Lien filed against two buildings.
Correction (published Aug. 14): A headline on Page D1 Tuesday contained an error. A Eugene contractor has filed a lien of nearly $1 million against one of two medical office buildings on the campus of Sacred Heart Medical Center at RiverBend.
SPRINGFIELD - A Eugene contractor has filed a lien of nearly $1 million against one of two medical office buildings on the campus of Sacred Heart Medical Center at RiverBend.
Chris Rogers, owner of Rogers Consulting and Construction Inc., said his company is owed $992,850 by the general contractor in charge of the Northwest Specialty Clinics building at the RiverBend complex. Rogers' company was the concrete subcontractor on the project.
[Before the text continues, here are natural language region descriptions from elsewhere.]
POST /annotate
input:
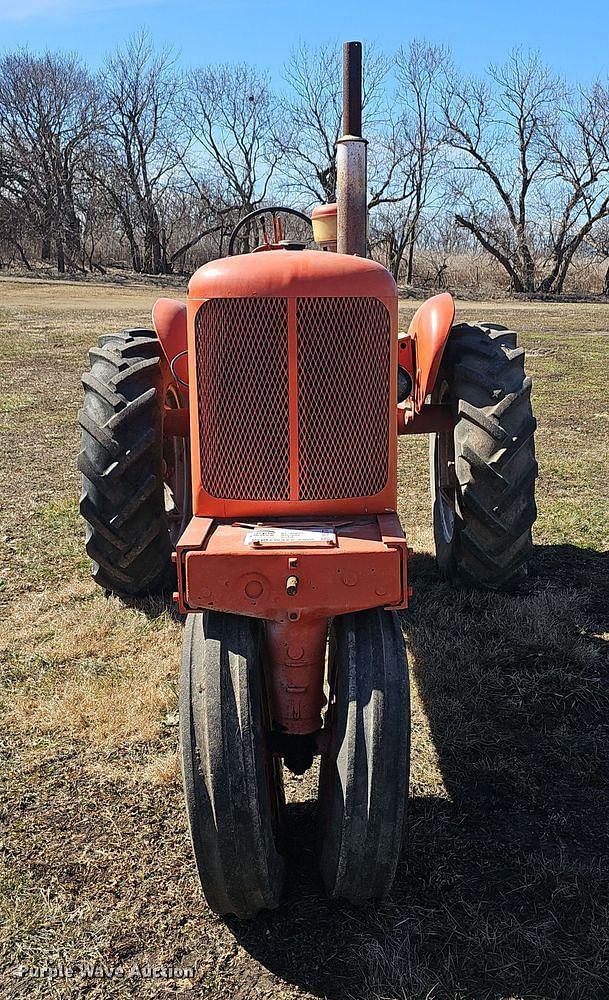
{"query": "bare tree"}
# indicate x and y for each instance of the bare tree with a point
(229, 112)
(309, 122)
(142, 150)
(410, 171)
(48, 117)
(524, 144)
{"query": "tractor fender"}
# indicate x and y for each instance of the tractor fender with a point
(169, 319)
(429, 330)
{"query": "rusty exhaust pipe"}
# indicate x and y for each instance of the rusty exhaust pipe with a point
(351, 160)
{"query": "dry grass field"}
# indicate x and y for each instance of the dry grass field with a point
(503, 887)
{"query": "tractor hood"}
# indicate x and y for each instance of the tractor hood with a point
(291, 273)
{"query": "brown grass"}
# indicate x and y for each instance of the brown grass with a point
(503, 887)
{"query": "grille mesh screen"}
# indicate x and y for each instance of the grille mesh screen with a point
(343, 372)
(343, 379)
(242, 382)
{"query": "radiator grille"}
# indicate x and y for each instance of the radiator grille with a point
(343, 390)
(243, 392)
(343, 382)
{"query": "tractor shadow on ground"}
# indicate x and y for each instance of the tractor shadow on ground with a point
(503, 886)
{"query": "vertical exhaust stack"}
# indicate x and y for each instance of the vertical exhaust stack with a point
(351, 160)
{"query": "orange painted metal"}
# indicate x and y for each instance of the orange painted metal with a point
(429, 329)
(295, 587)
(434, 418)
(365, 567)
(294, 277)
(296, 653)
(176, 421)
(170, 323)
(289, 273)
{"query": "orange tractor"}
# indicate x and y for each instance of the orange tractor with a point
(245, 454)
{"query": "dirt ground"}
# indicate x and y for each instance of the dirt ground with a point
(503, 887)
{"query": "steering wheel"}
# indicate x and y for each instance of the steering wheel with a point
(277, 227)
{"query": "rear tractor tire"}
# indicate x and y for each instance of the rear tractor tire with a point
(136, 484)
(483, 474)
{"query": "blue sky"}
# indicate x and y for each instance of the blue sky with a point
(574, 38)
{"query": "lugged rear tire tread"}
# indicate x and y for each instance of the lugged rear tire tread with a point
(494, 459)
(121, 455)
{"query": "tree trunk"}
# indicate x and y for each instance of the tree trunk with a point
(61, 260)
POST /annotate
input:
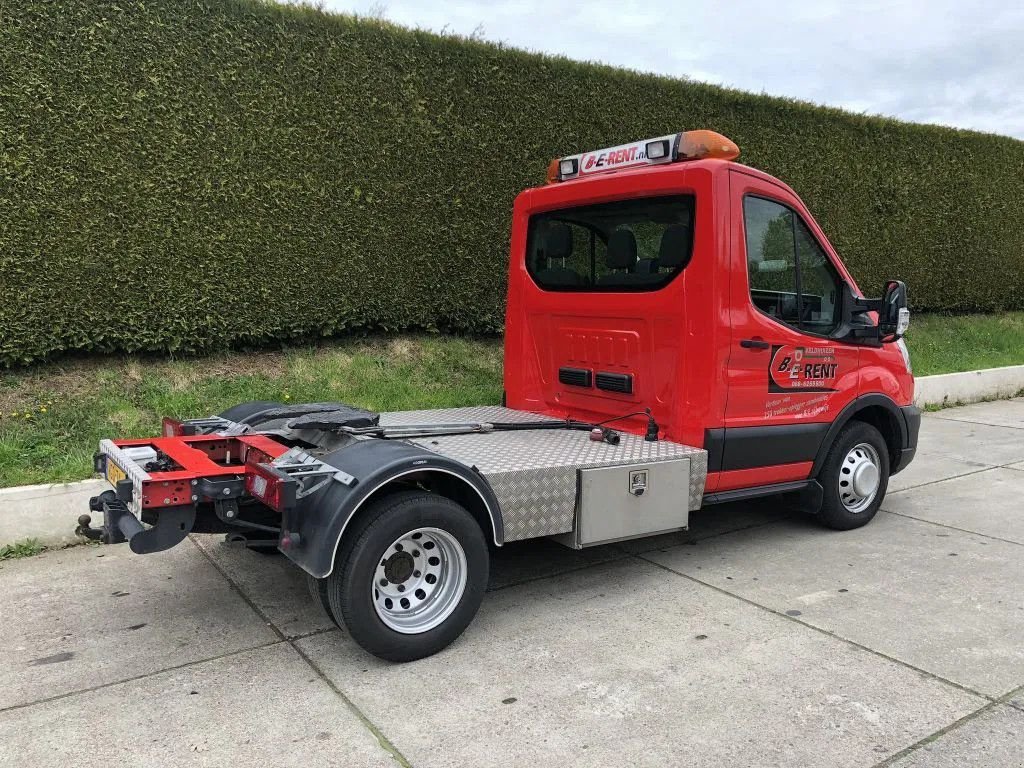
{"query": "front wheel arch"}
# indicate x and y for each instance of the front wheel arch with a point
(880, 412)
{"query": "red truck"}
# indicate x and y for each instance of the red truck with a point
(679, 334)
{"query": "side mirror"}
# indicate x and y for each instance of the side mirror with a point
(894, 317)
(857, 327)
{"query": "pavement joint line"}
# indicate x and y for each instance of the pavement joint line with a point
(383, 740)
(827, 633)
(952, 527)
(945, 479)
(1006, 698)
(314, 633)
(752, 526)
(980, 423)
(142, 676)
(626, 555)
(530, 580)
(956, 724)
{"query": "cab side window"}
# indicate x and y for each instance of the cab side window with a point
(791, 278)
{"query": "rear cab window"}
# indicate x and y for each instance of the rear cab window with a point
(628, 245)
(791, 278)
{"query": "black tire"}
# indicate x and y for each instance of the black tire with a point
(245, 411)
(350, 587)
(835, 477)
(317, 591)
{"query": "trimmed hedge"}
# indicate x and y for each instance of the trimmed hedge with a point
(183, 174)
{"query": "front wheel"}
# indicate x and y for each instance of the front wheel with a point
(409, 580)
(854, 477)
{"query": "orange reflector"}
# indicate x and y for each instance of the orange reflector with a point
(552, 176)
(700, 144)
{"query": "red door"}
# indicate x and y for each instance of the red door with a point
(786, 379)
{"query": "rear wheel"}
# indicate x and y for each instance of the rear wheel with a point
(854, 476)
(409, 580)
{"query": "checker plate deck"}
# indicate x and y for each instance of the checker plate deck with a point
(534, 472)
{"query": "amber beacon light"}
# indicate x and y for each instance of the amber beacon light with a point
(674, 147)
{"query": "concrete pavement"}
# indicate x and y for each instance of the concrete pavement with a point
(757, 638)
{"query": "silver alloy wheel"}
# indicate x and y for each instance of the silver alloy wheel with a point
(420, 580)
(859, 477)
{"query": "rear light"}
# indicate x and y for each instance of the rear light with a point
(271, 486)
(569, 167)
(552, 175)
(657, 150)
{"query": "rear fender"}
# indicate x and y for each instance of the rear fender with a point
(321, 519)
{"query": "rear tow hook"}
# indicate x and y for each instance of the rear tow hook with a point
(172, 525)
The project's general contractor is The Haskell Co., a 43-year-old Jacksonville, Fla., company with 1,250 employees and annual sales of $750 million, according to its Web site. Bill Wakefield, Haskell's project director, declined to comment on the Rogers lien other than to say it was "a normal construction matter that will be resolved in its normal course."
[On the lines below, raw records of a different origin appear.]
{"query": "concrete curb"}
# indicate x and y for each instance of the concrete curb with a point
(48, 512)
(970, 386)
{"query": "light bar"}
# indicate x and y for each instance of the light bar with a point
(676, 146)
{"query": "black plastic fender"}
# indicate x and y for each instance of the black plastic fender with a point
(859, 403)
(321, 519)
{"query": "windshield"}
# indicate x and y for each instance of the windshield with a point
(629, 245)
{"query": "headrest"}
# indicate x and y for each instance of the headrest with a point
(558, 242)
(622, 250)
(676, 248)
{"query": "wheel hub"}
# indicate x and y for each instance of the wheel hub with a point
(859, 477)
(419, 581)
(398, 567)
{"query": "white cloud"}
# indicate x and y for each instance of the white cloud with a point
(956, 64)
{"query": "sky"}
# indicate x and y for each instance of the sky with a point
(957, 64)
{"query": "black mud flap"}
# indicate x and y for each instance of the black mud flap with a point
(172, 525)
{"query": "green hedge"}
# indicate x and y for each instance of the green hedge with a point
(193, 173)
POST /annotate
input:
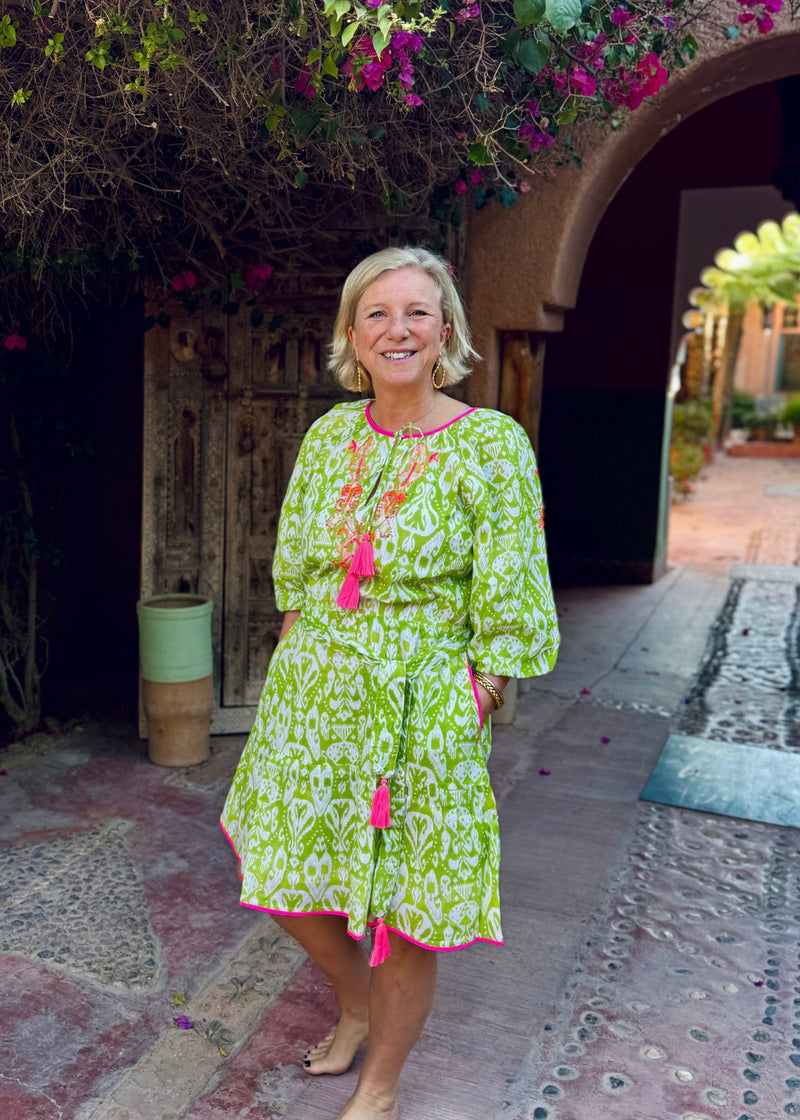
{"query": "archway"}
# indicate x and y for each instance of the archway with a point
(603, 241)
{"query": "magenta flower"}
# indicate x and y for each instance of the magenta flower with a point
(304, 84)
(582, 82)
(535, 139)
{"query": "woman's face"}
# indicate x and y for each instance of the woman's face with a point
(398, 333)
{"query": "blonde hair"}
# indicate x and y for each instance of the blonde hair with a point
(455, 356)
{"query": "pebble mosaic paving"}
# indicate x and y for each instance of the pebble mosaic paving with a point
(77, 903)
(685, 1000)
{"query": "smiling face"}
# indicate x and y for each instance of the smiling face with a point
(398, 333)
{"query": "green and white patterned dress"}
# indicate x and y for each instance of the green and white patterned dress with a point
(384, 691)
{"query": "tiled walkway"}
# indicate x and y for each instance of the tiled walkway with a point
(645, 946)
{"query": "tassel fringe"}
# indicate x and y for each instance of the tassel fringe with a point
(363, 563)
(350, 594)
(381, 805)
(381, 949)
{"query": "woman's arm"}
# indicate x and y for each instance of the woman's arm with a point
(289, 619)
(487, 703)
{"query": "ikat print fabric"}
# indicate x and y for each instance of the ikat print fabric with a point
(385, 690)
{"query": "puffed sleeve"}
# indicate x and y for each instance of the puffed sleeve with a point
(288, 565)
(511, 609)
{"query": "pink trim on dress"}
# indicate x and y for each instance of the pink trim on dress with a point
(383, 431)
(475, 693)
(267, 910)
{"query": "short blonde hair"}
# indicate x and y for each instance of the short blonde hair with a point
(458, 352)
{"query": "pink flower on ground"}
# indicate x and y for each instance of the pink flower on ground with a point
(257, 277)
(582, 82)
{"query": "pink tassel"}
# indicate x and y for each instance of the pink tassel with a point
(350, 594)
(363, 563)
(381, 804)
(381, 949)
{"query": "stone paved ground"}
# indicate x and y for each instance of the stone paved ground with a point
(651, 955)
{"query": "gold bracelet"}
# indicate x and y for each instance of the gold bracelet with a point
(490, 687)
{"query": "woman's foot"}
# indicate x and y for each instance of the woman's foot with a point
(364, 1106)
(335, 1053)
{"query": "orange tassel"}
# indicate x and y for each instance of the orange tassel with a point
(381, 949)
(350, 594)
(381, 805)
(363, 563)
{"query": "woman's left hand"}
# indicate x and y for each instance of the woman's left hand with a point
(487, 703)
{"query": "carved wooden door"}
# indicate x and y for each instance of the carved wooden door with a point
(226, 407)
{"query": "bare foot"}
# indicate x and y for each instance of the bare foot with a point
(366, 1107)
(335, 1053)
Rogers said Haskell last paid him in January for half of the work done in November.
"I'm always behind the eight-ball" as a result of not getting paid, he said. "I'm slowly going broke. ... Cash flow is just killing me." The 125,000-square-foot, five-story building, connected by a skybridge to the main hospital, is owned by a consortium of 40 doctors from seven different practices, which is leasing the ground from PeaceHealth, which owns RiverBend.
Rogers filed the lien at the end of May against PeaceHealth, because PeaceHealth owned the land. A lien is a claim against a property or asset that can be filed by a contractor if the terms of the contract are not met.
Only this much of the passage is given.